No new recipes are being added to these pages, but new information does come out as to what foods may be dangerous for dogs. Recipes with raisins or grapes have had those ingredients removed. Recipes with onions and garlic have had those ingredients removed and the edited amount noted. For these, and especially for garlic, the evidence seems linked to larger amounts than contained in most recipes. If you feel "better safe than sorry" then leave them out. The recipes should still be tasty enough without them. If you'd like to review on your own, here's general study information: "Some food toxic to pets"(2009); for onions: "An experimental study of hemolysis induced by onion (Allium cepa) poisoning in dogs"(2008); for garlic, a discussion here with link to the most commonly cited study: "Homeopathic and Natural Dog Supplements : Garlic".

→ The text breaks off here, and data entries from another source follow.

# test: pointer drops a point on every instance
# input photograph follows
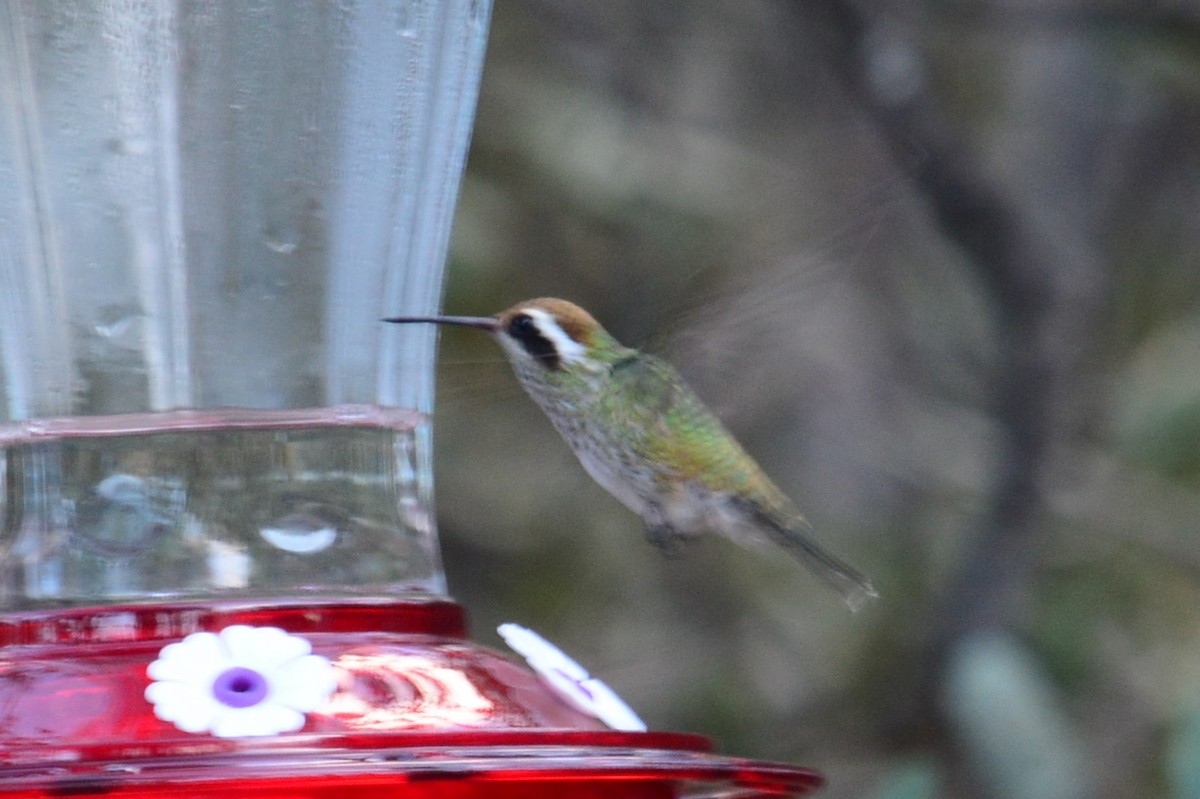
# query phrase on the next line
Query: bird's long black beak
(483, 323)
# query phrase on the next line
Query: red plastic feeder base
(418, 712)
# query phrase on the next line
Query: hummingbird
(642, 434)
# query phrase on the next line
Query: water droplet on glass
(301, 533)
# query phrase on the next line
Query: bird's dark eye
(525, 330)
(522, 325)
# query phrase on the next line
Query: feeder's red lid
(417, 710)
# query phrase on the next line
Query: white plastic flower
(570, 680)
(238, 683)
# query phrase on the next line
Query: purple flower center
(239, 688)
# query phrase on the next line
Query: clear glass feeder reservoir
(219, 568)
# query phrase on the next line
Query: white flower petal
(263, 719)
(181, 704)
(304, 683)
(262, 648)
(196, 659)
(540, 653)
(186, 672)
(570, 680)
(611, 709)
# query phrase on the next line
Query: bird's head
(546, 340)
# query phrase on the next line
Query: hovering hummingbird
(645, 437)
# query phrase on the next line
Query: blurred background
(937, 265)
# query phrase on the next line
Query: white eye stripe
(569, 349)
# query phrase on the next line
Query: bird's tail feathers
(856, 589)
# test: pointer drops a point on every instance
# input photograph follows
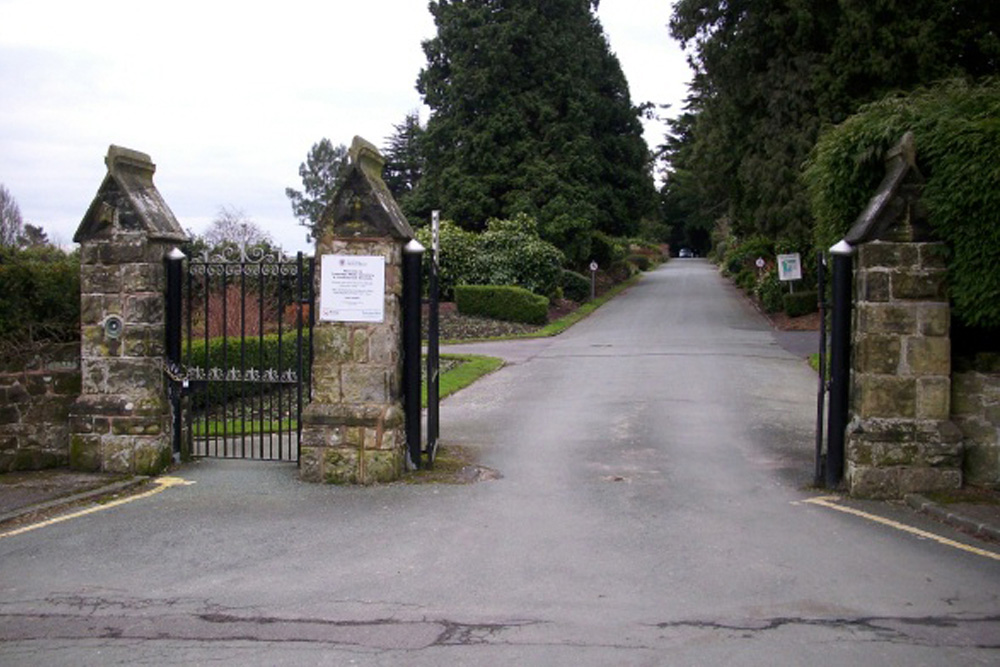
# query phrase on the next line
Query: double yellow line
(162, 483)
(830, 502)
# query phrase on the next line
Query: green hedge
(956, 127)
(502, 302)
(575, 286)
(801, 303)
(509, 252)
(39, 295)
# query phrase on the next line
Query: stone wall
(35, 397)
(975, 393)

As with any recipe, it's up to you (and your vet/doctor) whether you feel any other ingredients such as cheese, milk, oil, eggs, yeast, gluten, etc., are appropriate or dangerous. And you're the one with the experience to know whether your dog's digestive system can tolerate them or not. Other than that, the recipes should still work as well for your dogs as they ever did.
May you and your canine friends enjoy the results!